The parents of an eight-year-old girl say their lives have been destroyed after a damaging review found several failings in their daughter's care leading up to her death at a Melbourne hospital.
Amrita Varshini Lanka died from lymphocytic myocarditis, which is inflammation of the heart muscle, at Monash Children's Hospital on April 30.
She died about 21 hours after she initially presented to the emergency department with stomach pain.
Her death prompted a sentinel event review, which found that while a test of her heart read as abnormal, doctors did not appreciate how severe her condition was until her heart stopped temporarily for the first time.
The review findings, shared by Amrita's family, said if the test was interpreted correctly at the outset, the on-call cardiologist may have been phoned earlier, potentially leading to faster diagnosis and treatment.
Staff at Monash also wrongly assumed Amrita's blood results were "falsely elevated" and failed to keep tabs on her falling blood pressure - a sign her heart was beginning to fail.
"Today is Amrita's ninth birthday," Amrita's father Chandra Sekhar Lanka told reporters by her grave on Friday.
"We should have been celebrating her birthday with gifts and cakes but here we are mourning.
"Monash hospital has sealed Amrita's fate.
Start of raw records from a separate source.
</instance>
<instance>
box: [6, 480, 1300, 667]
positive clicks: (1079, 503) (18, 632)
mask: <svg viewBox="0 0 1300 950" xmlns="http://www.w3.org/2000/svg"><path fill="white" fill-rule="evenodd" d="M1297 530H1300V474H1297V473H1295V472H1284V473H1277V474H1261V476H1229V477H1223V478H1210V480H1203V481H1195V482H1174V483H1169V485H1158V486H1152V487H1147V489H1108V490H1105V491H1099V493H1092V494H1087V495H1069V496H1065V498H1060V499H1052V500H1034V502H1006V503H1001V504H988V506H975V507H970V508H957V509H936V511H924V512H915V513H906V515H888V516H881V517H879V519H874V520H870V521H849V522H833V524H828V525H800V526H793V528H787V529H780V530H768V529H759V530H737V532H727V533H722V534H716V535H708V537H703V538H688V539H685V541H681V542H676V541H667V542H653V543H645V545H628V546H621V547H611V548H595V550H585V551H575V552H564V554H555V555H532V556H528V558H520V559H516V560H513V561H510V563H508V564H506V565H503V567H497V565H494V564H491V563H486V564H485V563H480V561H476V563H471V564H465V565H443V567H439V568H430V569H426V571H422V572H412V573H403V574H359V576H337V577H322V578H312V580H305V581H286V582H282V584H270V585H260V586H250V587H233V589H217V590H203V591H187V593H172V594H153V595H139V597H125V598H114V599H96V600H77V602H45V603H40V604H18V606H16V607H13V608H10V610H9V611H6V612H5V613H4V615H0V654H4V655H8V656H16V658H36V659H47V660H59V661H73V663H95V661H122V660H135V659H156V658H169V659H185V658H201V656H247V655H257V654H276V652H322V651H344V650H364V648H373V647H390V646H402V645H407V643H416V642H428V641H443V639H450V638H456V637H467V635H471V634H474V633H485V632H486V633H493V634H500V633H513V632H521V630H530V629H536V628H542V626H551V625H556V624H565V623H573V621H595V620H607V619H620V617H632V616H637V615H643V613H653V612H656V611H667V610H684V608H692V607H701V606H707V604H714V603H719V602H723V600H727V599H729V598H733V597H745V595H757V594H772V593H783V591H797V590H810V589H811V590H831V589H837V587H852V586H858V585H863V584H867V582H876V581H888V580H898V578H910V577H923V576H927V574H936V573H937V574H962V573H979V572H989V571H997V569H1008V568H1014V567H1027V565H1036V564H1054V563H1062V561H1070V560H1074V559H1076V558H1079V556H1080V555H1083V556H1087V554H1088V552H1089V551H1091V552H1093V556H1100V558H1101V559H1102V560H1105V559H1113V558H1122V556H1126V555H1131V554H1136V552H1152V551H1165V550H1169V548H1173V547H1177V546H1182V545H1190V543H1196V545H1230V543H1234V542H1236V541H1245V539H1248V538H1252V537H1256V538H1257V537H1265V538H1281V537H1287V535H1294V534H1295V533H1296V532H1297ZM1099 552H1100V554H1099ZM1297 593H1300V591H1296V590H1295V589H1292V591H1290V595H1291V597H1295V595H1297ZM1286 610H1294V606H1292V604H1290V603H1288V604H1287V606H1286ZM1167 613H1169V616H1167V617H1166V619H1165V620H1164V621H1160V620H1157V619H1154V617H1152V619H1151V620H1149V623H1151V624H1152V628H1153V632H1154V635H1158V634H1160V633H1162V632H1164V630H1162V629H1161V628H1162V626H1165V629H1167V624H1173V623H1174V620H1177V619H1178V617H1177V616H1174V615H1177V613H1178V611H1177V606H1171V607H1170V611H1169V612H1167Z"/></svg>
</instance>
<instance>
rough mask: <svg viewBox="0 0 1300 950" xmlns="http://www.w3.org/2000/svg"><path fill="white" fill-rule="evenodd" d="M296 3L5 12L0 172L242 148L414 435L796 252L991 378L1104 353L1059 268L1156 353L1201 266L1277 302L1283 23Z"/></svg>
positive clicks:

They have sent her here."
The review found there was a communication breakdown between hospital staff and Amrita's family, and also between medical and nursing staff.
There was a delay in getting life support to Amrita, who should have been transferred to the Royal Children's Hospital.
"Early transfer may have improved (Amrita's) chance of survival, although the panel members expressed reservations, given the severity of the changes on the (electrocardiogram) and her low blood pressure, which were indicative of the severity of the myocarditis," Monash said in a letter to Amrita's parents.
Monash has accepted the review's 11 recommendations, including that there be a consistent approach to monitoring children's vital signs and that it liaises with Safer Care Victoria to explore a state-wide process for families to escalate concerns about their loved ones.
However, Amrita's family has highlighted deficiencies in the sentinel event review, saying the hospital made mistakes well before the review suggests.
The family has called on Health Minister Mary-Anne Thomas to commission an independent review into Amrita's death.
They also want the introduction of "Amrita's rule", a state-wide escalation process for families who feel hospital staff aren't acting on their concerns.
"We have lost (Amrita forever), but in this endeavour, we want the health minister to take actions to prevent avoidable deaths," Mr Lanka said.
The family has engaged Slater and Gordon practice group leader Lee Kimonides to investigate a medical negligence claim against the hospital.
"Whether or not her death could have been prevented will form part of our investigation, along with any entitlement the family has to compensation," Mr Kimonides said.
The sentinel event report has been submitted to Safer Care Victoria to review and identify any potential emerging trends.
If experts recommended a system-wide approach to escalation protocols for parents, carers and families, the Department of Health would work with health services to achieve that, a spokesman said.
The Monash investigation was undertaken with external experts and in conjunction with Safer Care Victoria.
Premier Daniel Andrews expected Safer Care Victoria would have more to say to the government about things that needed to change in light of Amrita's death, he said.